Areyou sure this isnt a physical issue regards the connectivity between the asa and rtr ?

That said possibly suggest to check also any IPSec idle timeout values being set or not

Please rate and mark as an accepted solution if you have found any of the information provided useful.
This then could assist others on these forums to find a valuable answer and broadens the community’s global network.

Kind Regards
Paul

CiscoPurpleBelt · ‎02-24-2019

I am not positive there is no physical issue, I don't handle the remote router but I can only assume these type of things have been checked. One thing to note is that when connection goes down, I am able to get it back up by simply refreshing/bouncing the connection.
Should I be making sure idle-timeouts are set the same if they are set?

Deepak Kumar · ‎02-24-2019

Hi,

As you say that "I am able to get it back up by simply refreshing/bouncing the connection."

Then I am assuming that there is DPD or Phase1 timer (lifetime) mismatch error. Have you verified that same? Phase1 lifetime must be higher than Phase 2.

Regards,

Deepak Kumar

Regards,
Deepak Kumar,
Don't forget to vote and accept the solution if this comment will help you!

CiscoPurpleBelt · ‎02-25-2019

I can see lifetime values ( sa timing: remaining key lifetime (kB/sec): (1519895/23928) from sh crypto ipsec sa

and

crypto ipsec security-association lifetime seconds 28800
crypto ipsec security-association lifetime kilobytes 4608000

from sh running-config all | include crypto

This output does not specify which tunnel this applies to so I assume it is globally applied to all?

When I look at "Session Details" from ASMD, I see Rekey Time Interval: 86400 seconds for IKEv2

and 28800 for IPSEC this is it correct?

Also I don't see how to verify DPD on ASA if it is supported?
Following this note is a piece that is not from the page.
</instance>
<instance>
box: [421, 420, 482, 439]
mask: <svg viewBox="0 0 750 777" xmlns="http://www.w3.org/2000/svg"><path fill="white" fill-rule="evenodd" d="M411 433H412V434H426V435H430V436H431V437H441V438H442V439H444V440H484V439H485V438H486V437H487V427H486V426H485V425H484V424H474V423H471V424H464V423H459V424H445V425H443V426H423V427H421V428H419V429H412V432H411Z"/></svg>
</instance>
Having difficulty looking this up.

The below output is what I have as well.

ASA#sh running-config all | include isakmp
object service udp-isakmp pre-defined
service udp destination eq isakmp
service-object udp destination eq isakmp
service-object udp destination eq isakmp
service-object udp destination eq isakmp
service-object udp destination eq isakmp
service-object udp destination eq isakmp
service-object udp destination eq isakmp
service-object udp destination eq isakmp
service-object udp destination eq isakmp
service-object udp destination eq isakmp
service-object udp destination eq isakmp
service-object udp destination eq isakmp
service-object udp destination eq isakmp
service-object udp destination eq isakmp
service-object udp destination eq isakmp
service-object udp destination eq isakmp
crypto isakmp identity address
crypto isakmp nat-traversal 10
isakmp keepalive threshold 10 retry 2
isakmp keepalive threshold 300 retry 2
isakmp keepalive threshold 300 retry 2
isakmp keepalive threshold 10 retry 2
isakmp keepalive threshold 10 retry 2
isakmp keepalive threshold 10 retry 2
isakmp keepalive threshold 3600 retry 2

and

ASA# sh running-config all | include ipsec
crypto ipsec security-association lifetime seconds 28800
crypto ipsec security-association lifetime kilobytes 4608000

Deepak Kumar · ‎02-25-2019

Hi,
Why that much DPD configurations?
isakmp keepalive threshold 10 retry 2
isakmp keepalive threshold 300 retry 2
isakmp keepalive threshold 300 retry 2
isakmp keepalive threshold 10 retry 2
isakmp keepalive threshold 10 retry 2
isakmp keepalive threshold 10 retry 2
isakmp keepalive threshold 3600 retry 2

Regards,
Deepak Kumar

Regards,
Deepak Kumar,
Don't forget to vote and accept the solution if this comment will help you!

CiscoPurpleBelt · ‎02-25-2019

Good question I don't know. There are multiple IPSEC VPNs on this ASA, however there should only be 1 "isakmp keepalive threshold X retry X" statement and " service-object udp destination eq isakmp" statement correct?

Deepak Kumar · ‎02-25-2019

Hi,
Only on DPD configuration is required for any number of VPN connections. But I am not sure where and why are you using "service-object udp destination eq isakmp" statement? I have to look at your configuration before guide you.

Regards,
Deepak Kumar

Regards,
Deepak Kumar,
Don't forget to vote and accept the solution if this comment will help you!